May 31, 2022
By Gardeners Exchange member Juliet Silveri
“Your work clearing out your backyard landscape has been exemplary,” said my landscape designer at the beginning of April, as she surveyed the back yard. Last season I had had masses of invasive bushes, weeds, and forsythia cleared out, then had the areas either rototilled or excavated to eliminate the stumps and roots. In the bare patches of rich dirt that remained, I longed to plant at least a few small shrubs and perennials. But the plan is to keep the areas away from the house as pastoral and simple as possible, so instead I am reseeding those areas with grass seed. “Remember, quiet frame, rich lining (the lining is the area close to the house),” she said. “This style fits in with the landscapes around you.” I live in Shirley’s historic center, surrounded by farmhouses that used to have farming sorts of agriculture. My neighbor across the street sits on forty acres, on which he used to raise beef cows. He currently grows hay and bales it for sale.
My designer warns me away from “cute and suburban,” which is the landscape design style I have grown up with, having lived on lots of under one acre, until I bought my current property. This required quite a shift in my thinking. So I have had removed five rather large and most definitely cute and suburban, Endless Summer, or some such, hydrangeas, from the front foundation area of my house. These shrubs were an unfortunate choice for the highly visible location, made by the former owners of my property. They were about twenty-five feet from a busy street, displaying for all who pass by the lovely sight of dead sticks for five or six months out of the year. I have, however, not murdered them, instead opting to donate them to my garden club.

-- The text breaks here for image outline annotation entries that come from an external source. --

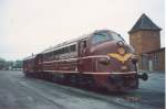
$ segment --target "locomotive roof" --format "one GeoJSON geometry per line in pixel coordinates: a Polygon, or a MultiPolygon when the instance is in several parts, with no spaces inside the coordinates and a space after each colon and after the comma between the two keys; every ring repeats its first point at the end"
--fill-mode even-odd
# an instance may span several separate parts
{"type": "MultiPolygon", "coordinates": [[[[95,30],[93,33],[98,33],[98,32],[113,32],[113,31],[110,31],[110,30],[95,30]]],[[[69,46],[70,44],[74,44],[75,42],[80,41],[80,40],[85,40],[87,37],[90,37],[91,34],[93,33],[90,33],[90,34],[86,34],[86,35],[82,35],[80,37],[76,37],[76,39],[73,39],[73,40],[70,40],[70,41],[66,41],[66,42],[63,42],[63,43],[60,43],[55,46],[51,46],[49,48],[45,48],[43,52],[41,52],[42,54],[45,54],[45,53],[49,53],[49,52],[52,52],[56,48],[61,48],[61,47],[64,47],[64,46],[69,46]]]]}
{"type": "Polygon", "coordinates": [[[55,46],[51,46],[51,47],[44,50],[44,51],[42,52],[42,54],[48,53],[48,52],[52,52],[52,51],[54,51],[54,50],[56,50],[56,48],[60,48],[60,47],[68,46],[68,45],[70,45],[70,44],[74,44],[75,42],[77,42],[77,41],[80,41],[80,40],[85,40],[85,39],[87,39],[87,37],[89,37],[89,35],[83,35],[83,36],[80,36],[80,37],[76,37],[76,39],[73,39],[73,40],[70,40],[70,41],[60,43],[60,44],[58,44],[58,45],[55,45],[55,46]]]}
{"type": "MultiPolygon", "coordinates": [[[[98,32],[113,32],[113,31],[111,31],[111,30],[95,30],[94,32],[92,32],[92,33],[90,33],[90,34],[85,34],[85,35],[82,35],[82,36],[80,36],[80,37],[76,37],[76,39],[73,39],[73,40],[70,40],[70,41],[60,43],[60,44],[58,44],[58,45],[55,45],[55,46],[51,46],[51,47],[49,47],[49,48],[45,48],[43,52],[41,52],[41,53],[39,53],[39,54],[45,54],[45,53],[52,52],[52,51],[54,51],[54,50],[58,50],[58,48],[61,48],[61,47],[64,47],[64,46],[69,46],[70,44],[71,44],[71,45],[72,45],[72,44],[75,44],[77,41],[80,41],[80,40],[85,40],[85,39],[90,37],[91,34],[98,33],[98,32]]],[[[38,54],[31,55],[31,56],[28,56],[28,57],[25,57],[25,58],[23,58],[23,59],[24,59],[24,61],[27,61],[27,59],[32,59],[32,58],[34,58],[37,55],[38,55],[38,54]]]]}
{"type": "Polygon", "coordinates": [[[32,59],[32,58],[35,58],[37,55],[31,55],[31,56],[28,56],[25,58],[23,58],[23,61],[28,61],[28,59],[32,59]]]}

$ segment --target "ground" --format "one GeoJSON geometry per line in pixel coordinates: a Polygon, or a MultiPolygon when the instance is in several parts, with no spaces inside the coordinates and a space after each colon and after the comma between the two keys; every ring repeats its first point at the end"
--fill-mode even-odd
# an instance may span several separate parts
{"type": "Polygon", "coordinates": [[[148,75],[137,90],[103,94],[1,70],[0,109],[165,109],[165,74],[148,75]]]}

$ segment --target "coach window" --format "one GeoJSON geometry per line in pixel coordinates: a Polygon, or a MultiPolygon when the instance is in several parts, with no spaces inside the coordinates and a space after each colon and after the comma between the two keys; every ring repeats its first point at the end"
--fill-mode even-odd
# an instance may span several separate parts
{"type": "Polygon", "coordinates": [[[70,46],[70,51],[71,51],[71,52],[75,52],[75,51],[76,51],[76,46],[75,46],[75,45],[71,45],[71,46],[70,46]]]}

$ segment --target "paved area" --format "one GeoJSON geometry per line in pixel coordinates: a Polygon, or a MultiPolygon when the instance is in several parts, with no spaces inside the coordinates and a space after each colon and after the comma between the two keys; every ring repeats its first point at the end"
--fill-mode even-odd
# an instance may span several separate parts
{"type": "Polygon", "coordinates": [[[137,90],[101,94],[0,72],[0,109],[165,109],[165,75],[149,74],[137,90]]]}

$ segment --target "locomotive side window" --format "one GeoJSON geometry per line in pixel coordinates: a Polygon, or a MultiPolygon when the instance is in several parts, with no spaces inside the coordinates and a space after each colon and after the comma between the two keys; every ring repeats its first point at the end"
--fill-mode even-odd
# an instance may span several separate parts
{"type": "Polygon", "coordinates": [[[107,33],[95,33],[92,37],[92,44],[111,40],[107,33]]]}

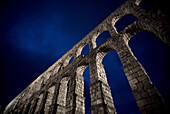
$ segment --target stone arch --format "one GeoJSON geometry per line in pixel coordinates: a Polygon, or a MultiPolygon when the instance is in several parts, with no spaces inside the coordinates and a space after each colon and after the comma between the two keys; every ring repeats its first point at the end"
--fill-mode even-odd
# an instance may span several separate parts
{"type": "Polygon", "coordinates": [[[87,43],[81,43],[76,49],[75,57],[78,57],[79,55],[81,55],[83,48],[87,45],[88,45],[87,43]]]}
{"type": "Polygon", "coordinates": [[[108,31],[107,27],[105,25],[101,25],[98,27],[97,30],[95,30],[93,32],[93,35],[91,36],[90,38],[90,50],[96,48],[98,45],[97,45],[97,38],[102,34],[104,33],[105,31],[108,31]]]}
{"type": "Polygon", "coordinates": [[[163,23],[160,24],[157,20],[154,21],[146,18],[146,19],[135,21],[131,25],[127,26],[124,29],[124,31],[122,31],[122,33],[127,34],[128,37],[126,37],[126,40],[129,42],[129,40],[137,33],[143,31],[150,31],[155,36],[157,36],[160,40],[162,40],[165,44],[170,46],[170,39],[169,39],[170,34],[168,33],[168,29],[166,27],[164,29],[162,26],[163,23]]]}
{"type": "Polygon", "coordinates": [[[136,18],[132,13],[122,16],[116,23],[115,28],[117,32],[123,31],[128,25],[135,22],[136,18]]]}
{"type": "Polygon", "coordinates": [[[63,59],[62,65],[61,65],[61,68],[60,68],[60,69],[62,69],[62,68],[64,68],[65,66],[67,66],[67,65],[69,64],[69,61],[70,61],[70,59],[71,59],[72,57],[74,57],[74,54],[68,54],[68,55],[66,56],[66,58],[63,59]]]}
{"type": "Polygon", "coordinates": [[[108,30],[103,31],[102,33],[100,33],[97,37],[96,37],[96,44],[97,46],[99,46],[100,44],[102,44],[104,41],[106,41],[108,38],[111,37],[111,34],[108,30]]]}

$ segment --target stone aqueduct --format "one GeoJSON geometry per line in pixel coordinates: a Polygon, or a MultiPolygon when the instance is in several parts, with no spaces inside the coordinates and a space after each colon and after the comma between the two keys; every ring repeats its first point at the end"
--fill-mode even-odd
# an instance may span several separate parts
{"type": "Polygon", "coordinates": [[[92,114],[116,114],[111,90],[107,82],[102,59],[115,50],[122,69],[129,81],[137,105],[142,114],[160,114],[165,109],[164,101],[150,81],[145,69],[133,55],[128,42],[139,32],[151,31],[170,46],[168,27],[160,10],[146,11],[141,0],[127,0],[58,61],[42,73],[6,107],[4,114],[83,114],[85,113],[83,72],[90,68],[90,96],[92,114]],[[127,14],[137,20],[123,31],[117,32],[115,23],[127,14]],[[96,46],[97,37],[109,31],[111,37],[96,46]],[[90,52],[82,55],[84,46],[90,52]],[[69,60],[74,56],[74,60],[69,60]],[[69,81],[69,87],[67,87],[69,81]],[[67,90],[68,89],[68,90],[67,90]]]}

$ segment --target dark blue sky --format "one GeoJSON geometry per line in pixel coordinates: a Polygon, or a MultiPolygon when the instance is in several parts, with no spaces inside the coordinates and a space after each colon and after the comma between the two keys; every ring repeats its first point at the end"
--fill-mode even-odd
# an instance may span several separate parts
{"type": "MultiPolygon", "coordinates": [[[[34,79],[93,30],[125,0],[2,0],[0,3],[0,104],[7,105],[34,79]]],[[[150,9],[152,2],[141,6],[150,9]]],[[[155,2],[154,2],[155,4],[155,2]]],[[[121,31],[136,18],[128,15],[117,24],[121,31]]],[[[97,44],[109,37],[104,32],[97,44]]],[[[152,82],[170,102],[170,48],[150,32],[139,33],[129,42],[134,55],[152,82]]],[[[85,48],[83,54],[88,52],[85,48]]],[[[115,51],[103,64],[118,114],[138,114],[122,64],[115,51]]],[[[89,69],[84,72],[86,113],[89,113],[89,69]]]]}

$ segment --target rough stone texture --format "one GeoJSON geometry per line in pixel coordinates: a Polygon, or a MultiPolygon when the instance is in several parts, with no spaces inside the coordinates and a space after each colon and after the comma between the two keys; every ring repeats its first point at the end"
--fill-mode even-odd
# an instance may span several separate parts
{"type": "Polygon", "coordinates": [[[170,46],[169,26],[165,26],[165,17],[159,9],[145,11],[139,7],[140,2],[141,0],[127,0],[122,4],[12,100],[4,114],[84,114],[82,75],[87,66],[90,66],[92,114],[116,114],[102,64],[104,56],[112,50],[116,50],[120,57],[122,69],[141,113],[163,114],[164,101],[143,66],[133,55],[128,42],[139,32],[151,31],[170,46]],[[118,33],[115,23],[127,14],[138,19],[118,33]],[[111,37],[97,46],[96,39],[104,31],[109,31],[111,37]],[[86,45],[89,45],[90,52],[84,56],[81,51],[86,45]],[[73,56],[74,60],[69,63],[73,56]]]}

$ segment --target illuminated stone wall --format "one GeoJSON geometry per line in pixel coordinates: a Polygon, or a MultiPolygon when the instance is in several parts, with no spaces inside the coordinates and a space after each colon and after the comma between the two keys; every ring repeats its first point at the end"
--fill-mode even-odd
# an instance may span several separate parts
{"type": "Polygon", "coordinates": [[[164,101],[134,56],[128,42],[139,32],[151,31],[170,46],[168,39],[170,35],[168,28],[164,26],[166,22],[160,10],[145,11],[139,7],[140,2],[140,0],[127,0],[122,4],[11,101],[4,113],[84,114],[82,75],[89,66],[92,114],[116,114],[102,64],[104,56],[115,50],[141,113],[163,114],[164,101]],[[128,14],[132,14],[137,20],[118,33],[115,23],[128,14]],[[111,37],[97,46],[96,39],[104,31],[109,31],[111,37]],[[86,45],[89,46],[90,52],[84,56],[81,52],[86,45]],[[72,57],[74,60],[69,63],[72,57]]]}

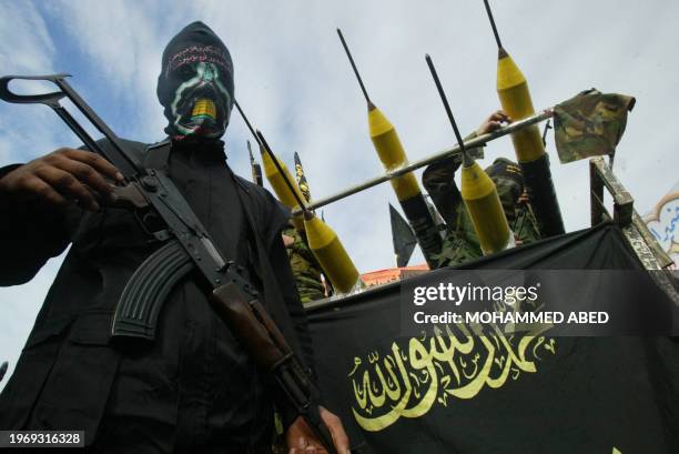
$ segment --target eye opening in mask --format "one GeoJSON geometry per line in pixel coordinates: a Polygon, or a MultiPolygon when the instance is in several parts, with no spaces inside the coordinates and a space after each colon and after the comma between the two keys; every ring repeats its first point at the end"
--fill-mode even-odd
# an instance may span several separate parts
{"type": "Polygon", "coordinates": [[[195,75],[195,64],[182,64],[176,70],[181,80],[189,80],[195,75]]]}

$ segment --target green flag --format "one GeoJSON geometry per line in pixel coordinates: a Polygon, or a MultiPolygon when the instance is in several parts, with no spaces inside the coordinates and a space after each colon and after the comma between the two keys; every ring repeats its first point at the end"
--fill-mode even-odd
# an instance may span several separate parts
{"type": "Polygon", "coordinates": [[[584,91],[554,109],[554,130],[561,163],[616,152],[635,98],[584,91]]]}

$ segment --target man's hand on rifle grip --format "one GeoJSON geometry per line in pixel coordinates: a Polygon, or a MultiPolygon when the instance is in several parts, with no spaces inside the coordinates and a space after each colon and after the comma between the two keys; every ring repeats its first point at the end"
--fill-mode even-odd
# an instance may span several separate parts
{"type": "Polygon", "coordinates": [[[2,176],[0,198],[55,206],[73,202],[97,211],[101,202],[115,201],[111,182],[123,181],[118,169],[99,154],[61,148],[2,176]]]}
{"type": "MultiPolygon", "coordinates": [[[[321,418],[333,436],[333,443],[337,453],[349,454],[349,441],[340,417],[323,406],[318,407],[318,411],[321,418]]],[[[316,436],[302,416],[298,416],[287,428],[285,442],[287,443],[288,454],[326,454],[323,445],[316,440],[316,436]]]]}

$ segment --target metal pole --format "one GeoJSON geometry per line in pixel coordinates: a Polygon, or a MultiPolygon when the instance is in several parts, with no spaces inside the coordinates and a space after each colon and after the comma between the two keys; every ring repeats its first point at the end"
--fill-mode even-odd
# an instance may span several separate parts
{"type": "MultiPolygon", "coordinates": [[[[467,149],[473,149],[473,148],[476,148],[476,147],[484,145],[484,144],[486,144],[486,143],[495,140],[495,139],[498,139],[498,138],[501,138],[504,135],[510,134],[513,132],[516,132],[516,131],[521,130],[524,128],[527,128],[529,125],[537,124],[540,121],[545,121],[548,118],[551,118],[551,113],[553,113],[551,109],[545,109],[544,111],[535,113],[531,117],[525,118],[525,119],[523,119],[520,121],[517,121],[517,122],[514,122],[511,124],[507,124],[506,127],[497,129],[497,130],[495,130],[493,132],[489,132],[487,134],[478,135],[478,137],[476,137],[474,139],[470,139],[470,140],[464,142],[464,147],[467,148],[467,149]]],[[[428,165],[428,164],[430,164],[430,163],[433,163],[435,161],[442,160],[444,158],[452,157],[454,154],[459,154],[460,152],[462,152],[462,149],[460,149],[459,145],[455,145],[455,147],[453,147],[450,149],[446,149],[446,150],[439,151],[439,152],[434,153],[434,154],[432,154],[432,155],[429,155],[427,158],[420,159],[420,160],[415,161],[415,162],[411,162],[407,165],[404,165],[404,167],[401,167],[401,168],[397,168],[397,169],[393,169],[393,170],[386,172],[383,175],[375,176],[375,178],[369,179],[369,180],[367,180],[367,181],[365,181],[363,183],[356,184],[354,186],[349,186],[349,188],[345,189],[344,191],[341,191],[341,192],[337,192],[336,194],[326,196],[325,199],[318,199],[318,200],[315,200],[315,201],[313,201],[311,203],[307,203],[306,204],[306,210],[315,210],[317,208],[325,206],[327,204],[331,204],[333,202],[336,202],[338,200],[342,200],[344,198],[353,195],[356,192],[361,192],[361,191],[364,191],[364,190],[366,190],[368,188],[376,186],[377,184],[384,183],[385,181],[389,181],[393,178],[401,176],[401,175],[403,175],[405,173],[412,172],[413,170],[417,170],[417,169],[420,169],[420,168],[423,168],[425,165],[428,165]]],[[[302,210],[300,210],[298,208],[295,208],[292,213],[293,214],[301,214],[302,210]]]]}

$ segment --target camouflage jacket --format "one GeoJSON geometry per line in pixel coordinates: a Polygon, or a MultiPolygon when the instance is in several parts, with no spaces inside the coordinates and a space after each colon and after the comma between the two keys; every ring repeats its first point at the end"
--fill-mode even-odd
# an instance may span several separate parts
{"type": "MultiPolygon", "coordinates": [[[[466,139],[473,137],[475,134],[466,139]]],[[[455,171],[459,165],[459,159],[446,159],[430,164],[423,174],[423,184],[447,224],[442,252],[436,256],[437,268],[455,266],[483,256],[472,219],[455,184],[455,171]]],[[[507,222],[516,238],[524,244],[538,240],[537,222],[530,205],[519,202],[524,191],[520,168],[498,158],[486,172],[497,188],[507,222]]]]}
{"type": "Polygon", "coordinates": [[[300,300],[303,304],[306,304],[325,297],[325,286],[321,280],[321,265],[303,235],[294,228],[284,230],[283,234],[294,240],[292,244],[286,245],[286,250],[300,292],[300,300]]]}

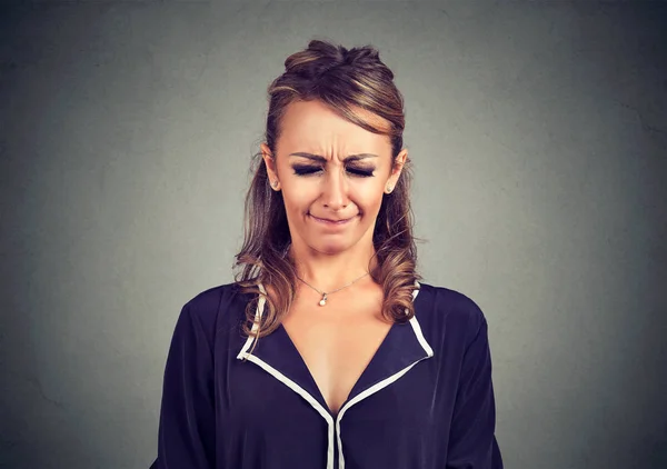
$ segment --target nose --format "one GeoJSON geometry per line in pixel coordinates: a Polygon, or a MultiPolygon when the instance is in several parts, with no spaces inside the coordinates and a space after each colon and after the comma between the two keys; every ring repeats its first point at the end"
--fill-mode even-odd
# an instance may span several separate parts
{"type": "Polygon", "coordinates": [[[348,182],[341,171],[330,171],[323,178],[322,202],[330,210],[340,210],[348,204],[348,182]]]}

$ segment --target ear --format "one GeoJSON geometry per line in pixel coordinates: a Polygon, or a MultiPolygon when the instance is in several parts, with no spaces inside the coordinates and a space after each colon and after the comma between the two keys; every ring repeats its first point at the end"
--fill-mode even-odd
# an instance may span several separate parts
{"type": "Polygon", "coordinates": [[[387,180],[387,186],[385,188],[386,193],[390,193],[396,187],[396,183],[398,182],[398,178],[400,177],[400,172],[402,171],[402,167],[406,163],[407,158],[407,148],[400,150],[400,152],[396,156],[396,159],[394,160],[394,167],[391,168],[391,173],[389,174],[389,180],[387,180]]]}
{"type": "Polygon", "coordinates": [[[276,158],[273,157],[271,150],[266,143],[261,143],[259,148],[261,149],[261,157],[263,158],[265,164],[267,167],[267,177],[269,178],[269,184],[273,190],[280,190],[276,158]]]}

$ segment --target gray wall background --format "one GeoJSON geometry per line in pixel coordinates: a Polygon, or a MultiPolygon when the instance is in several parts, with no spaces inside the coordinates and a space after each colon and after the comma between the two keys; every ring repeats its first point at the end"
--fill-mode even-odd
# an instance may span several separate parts
{"type": "Polygon", "coordinates": [[[147,468],[231,281],[266,88],[315,36],[406,98],[425,281],[489,321],[507,468],[667,467],[659,2],[4,2],[0,466],[147,468]]]}

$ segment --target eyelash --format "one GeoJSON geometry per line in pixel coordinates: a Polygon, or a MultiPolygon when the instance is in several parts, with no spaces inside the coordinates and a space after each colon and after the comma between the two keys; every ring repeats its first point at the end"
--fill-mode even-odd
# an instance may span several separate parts
{"type": "MultiPolygon", "coordinates": [[[[318,166],[300,166],[300,164],[295,164],[292,167],[292,169],[295,170],[295,174],[297,174],[297,176],[310,176],[310,174],[315,174],[316,172],[321,170],[321,168],[318,166]]],[[[372,169],[348,168],[348,172],[351,172],[354,176],[357,176],[360,178],[371,177],[372,171],[374,171],[372,169]]]]}

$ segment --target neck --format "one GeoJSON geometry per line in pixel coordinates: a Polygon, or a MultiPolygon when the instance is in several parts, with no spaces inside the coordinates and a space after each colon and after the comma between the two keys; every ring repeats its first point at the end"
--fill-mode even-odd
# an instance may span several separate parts
{"type": "MultiPolygon", "coordinates": [[[[322,291],[336,290],[358,279],[375,268],[375,248],[361,243],[336,253],[323,253],[305,246],[292,243],[289,256],[297,267],[297,275],[322,291]]],[[[372,281],[370,277],[359,282],[372,281]]]]}

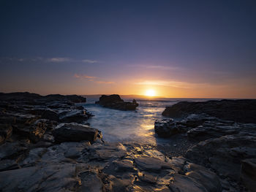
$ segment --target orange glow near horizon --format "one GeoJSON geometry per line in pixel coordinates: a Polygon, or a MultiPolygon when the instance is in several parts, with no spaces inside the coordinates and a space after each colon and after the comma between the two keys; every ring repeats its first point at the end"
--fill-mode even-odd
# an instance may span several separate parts
{"type": "Polygon", "coordinates": [[[148,89],[147,91],[146,91],[145,96],[155,96],[156,91],[153,89],[148,89]]]}

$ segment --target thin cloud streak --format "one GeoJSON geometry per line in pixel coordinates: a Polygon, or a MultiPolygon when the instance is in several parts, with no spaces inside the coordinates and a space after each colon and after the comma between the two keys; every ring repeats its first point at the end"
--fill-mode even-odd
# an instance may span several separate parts
{"type": "Polygon", "coordinates": [[[69,58],[50,58],[47,61],[50,62],[67,62],[70,61],[72,59],[69,58]]]}
{"type": "Polygon", "coordinates": [[[181,67],[170,66],[162,66],[162,65],[146,65],[146,64],[129,64],[128,65],[132,67],[143,67],[146,69],[156,69],[160,70],[177,70],[181,69],[181,67]]]}
{"type": "Polygon", "coordinates": [[[89,76],[86,74],[75,74],[74,77],[76,79],[83,79],[83,80],[86,80],[88,81],[94,82],[97,84],[114,84],[115,82],[113,81],[102,81],[102,80],[98,80],[97,77],[94,77],[94,76],[89,76]]]}
{"type": "Polygon", "coordinates": [[[75,74],[74,77],[78,79],[91,79],[91,80],[97,78],[97,77],[94,77],[94,76],[88,76],[86,74],[75,74]]]}
{"type": "Polygon", "coordinates": [[[115,82],[113,81],[95,81],[97,84],[114,84],[115,82]]]}
{"type": "Polygon", "coordinates": [[[83,63],[88,63],[88,64],[96,64],[96,63],[99,63],[98,61],[96,61],[96,60],[90,60],[90,59],[83,59],[83,60],[82,60],[82,62],[83,62],[83,63]]]}
{"type": "Polygon", "coordinates": [[[203,85],[206,83],[190,83],[186,82],[180,81],[165,81],[165,80],[145,80],[141,82],[135,82],[136,85],[158,85],[158,86],[167,86],[167,87],[174,87],[181,88],[192,88],[196,85],[203,85]]]}

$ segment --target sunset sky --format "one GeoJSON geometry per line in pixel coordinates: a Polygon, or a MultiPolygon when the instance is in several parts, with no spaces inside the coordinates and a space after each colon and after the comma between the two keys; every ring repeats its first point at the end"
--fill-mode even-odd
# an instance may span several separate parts
{"type": "Polygon", "coordinates": [[[0,1],[0,92],[256,98],[256,1],[0,1]]]}

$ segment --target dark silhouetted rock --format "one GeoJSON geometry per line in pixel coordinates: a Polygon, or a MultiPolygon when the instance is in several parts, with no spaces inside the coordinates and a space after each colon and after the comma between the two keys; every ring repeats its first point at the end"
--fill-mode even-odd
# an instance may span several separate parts
{"type": "Polygon", "coordinates": [[[250,191],[256,190],[256,158],[242,161],[241,178],[250,191]]]}
{"type": "Polygon", "coordinates": [[[178,133],[173,119],[157,120],[154,122],[154,131],[160,137],[169,137],[178,133]]]}
{"type": "Polygon", "coordinates": [[[84,103],[86,102],[86,99],[81,96],[77,95],[67,95],[63,96],[59,94],[52,94],[45,96],[40,96],[36,93],[30,93],[29,92],[16,92],[4,93],[0,93],[0,100],[4,101],[13,101],[13,100],[43,100],[43,101],[69,101],[73,103],[84,103]]]}
{"type": "Polygon", "coordinates": [[[241,161],[256,158],[255,146],[256,137],[226,135],[199,142],[187,151],[186,157],[238,181],[241,161]]]}
{"type": "Polygon", "coordinates": [[[56,121],[59,120],[58,113],[51,110],[45,110],[42,112],[41,118],[42,119],[48,119],[48,120],[56,120],[56,121]]]}
{"type": "Polygon", "coordinates": [[[95,103],[105,107],[119,110],[135,110],[139,105],[135,99],[132,102],[125,102],[118,95],[102,95],[99,97],[99,101],[95,103]]]}
{"type": "Polygon", "coordinates": [[[86,110],[73,110],[62,112],[59,117],[59,120],[63,123],[83,123],[88,120],[91,115],[86,110]]]}
{"type": "Polygon", "coordinates": [[[162,115],[181,118],[192,113],[206,113],[224,120],[255,123],[256,99],[181,101],[167,107],[162,115]]]}
{"type": "Polygon", "coordinates": [[[10,124],[0,124],[0,144],[3,143],[6,139],[9,139],[12,134],[12,127],[10,124]]]}
{"type": "Polygon", "coordinates": [[[78,123],[61,123],[53,130],[55,140],[59,142],[96,140],[98,130],[78,123]]]}

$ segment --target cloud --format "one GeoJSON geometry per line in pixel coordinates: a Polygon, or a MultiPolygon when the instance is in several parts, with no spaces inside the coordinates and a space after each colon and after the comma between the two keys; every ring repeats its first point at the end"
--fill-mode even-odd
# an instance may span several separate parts
{"type": "Polygon", "coordinates": [[[190,83],[187,82],[173,80],[144,80],[135,82],[136,85],[167,86],[181,88],[192,88],[195,85],[203,85],[205,83],[190,83]]]}
{"type": "Polygon", "coordinates": [[[180,67],[171,66],[162,66],[162,65],[147,65],[147,64],[130,64],[129,66],[132,67],[142,67],[146,69],[155,69],[160,70],[177,70],[181,69],[180,67]]]}
{"type": "Polygon", "coordinates": [[[97,84],[113,84],[115,82],[113,81],[102,81],[102,80],[98,80],[97,77],[94,77],[94,76],[89,76],[86,74],[75,74],[74,77],[77,79],[83,79],[83,80],[86,80],[88,81],[94,82],[97,84]]]}
{"type": "Polygon", "coordinates": [[[98,63],[98,61],[90,60],[90,59],[83,59],[83,60],[82,60],[82,62],[88,63],[88,64],[95,64],[95,63],[98,63]]]}
{"type": "Polygon", "coordinates": [[[115,83],[113,81],[95,81],[96,83],[98,84],[113,84],[115,83]]]}
{"type": "Polygon", "coordinates": [[[89,80],[92,80],[92,79],[96,79],[97,77],[93,77],[93,76],[88,76],[86,74],[74,74],[74,77],[78,78],[78,79],[89,79],[89,80]]]}
{"type": "Polygon", "coordinates": [[[72,61],[69,58],[50,58],[47,59],[48,61],[50,62],[67,62],[72,61]]]}

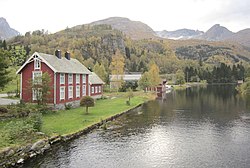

“I am trying to work on a design that will be more dignified than ‘pretty,’ more rural than residential…the flowers and flowering shrubs would be near the house and behind it, not at the periphery. The exterior would be the quiet frame…the interior the rich lining—this is the usual pattern in country estates.” You see—her understanding of what I want is better than my understanding–this is why I hired her.
There will be a continuous path that meanders diagonally, from the left of the driveway in front of my house, around the garage to the back, through the terrace, leading into the first perennial bed, then diagonally through that, leading into the second perennial bed. The second one sits offset, up to the right, and diagonally above, the first one. It is easier to visualize if you look at the sketch in this article. The process of following paths through my gardens will be an engaging one—a process of continuously walking and seeing enchanting things as one turns a corner or enters a garden. The paths will be either grass, or stepping stones in grass.
I will close with another interesting quote from my designer: “You refuse to come to terms with the fact that you will need to plant a meadow, to reduce your overall maintenance, and as a visually pleasing way to use the still large spaces in your back yard.” She said, “you need to think about how much maintenance you can bear; and after all, you’ll have as large a perennial garden as you could ever want.” And that last phrase, the bit about the perennial garden–was the happiest phrase. I don’t know how to go about absorbing the intense joy I feel when I think of my gardens-to-be. But I believe I will find a slow and steady absorption, when the sights, sounds, smells, and feel of the garden gradually, season through season, creep into my soul, and intertwine themselves into my life.
During the last year and a half of planning and clearing, the most difficult part has been not having a perennial garden. But we needed to put a lot of thought into the plans, and this thing can only be done with patience. The longed-for gardens will be created very soon now.